Clinical implications and immunological features of iron metabolism-related gene prognostic signature in breast cancer

Abstract

Abstract Backgroud: Increasing evidences suggest that the dysregulation of iron metabolism is linked to the onset and progression of breast cancer. However, prognostic value and therapeutic importance of iron metabolism-related genes in breast cancer remain unclear. Methods RNA sequencing information, clinicopathological data, and iron metabolism-related gene sets were obtained from The Cancer Genome Atlas (TCGA) database, Gene Expression Omnibus (GEO) database and the Molecular Signatures Database. The risk score model was constructed and validated using GSEA, univariate, multivariate Cox, and LASSO regression analysis. The tumor microenvironment landscape of risk model was then evaluated. Finally, we predicted the immunotherapy response and drug prediction of iron metabolism-related signature. Results A total of 7 iron metabolism-related genes were identified, and a novel risk signature was developed in the training cohort for prognosis and risk stratification. The prognostic value of this model was also verified in the testing cohort. Moreover, a nomogram model was constructed and shown high predictive accuracy for 1-, 3-, and 5-year OS rate estimates.

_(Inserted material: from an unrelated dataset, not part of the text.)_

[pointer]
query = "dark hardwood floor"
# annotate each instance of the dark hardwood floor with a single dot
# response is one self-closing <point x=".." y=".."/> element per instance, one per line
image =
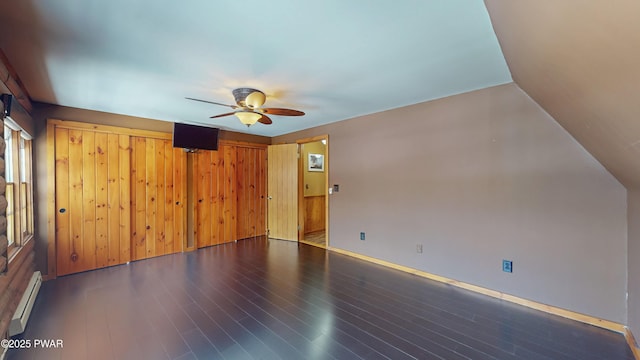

In addition, the high risk group had significantly higher immune, stromal and estimate scores, increased immunosuppressive cell infiltrations, elevated marker genes of cancer associated fibroblasts, lower tumor mutation burden, and worse response to anti-PD-L1 immunotherapy. Finally, the associations between drug sensitivity and risk model were analyzed, which might explore targeted drugs to improve the clinical outcomes for breast cancer patients. Conclusions The iron metabolism-related gene prognostic signature was developed and validated, which might provide a method for predicting the prognosis and survival of breast patients, as well as potential targets and drugs for immunotherapy.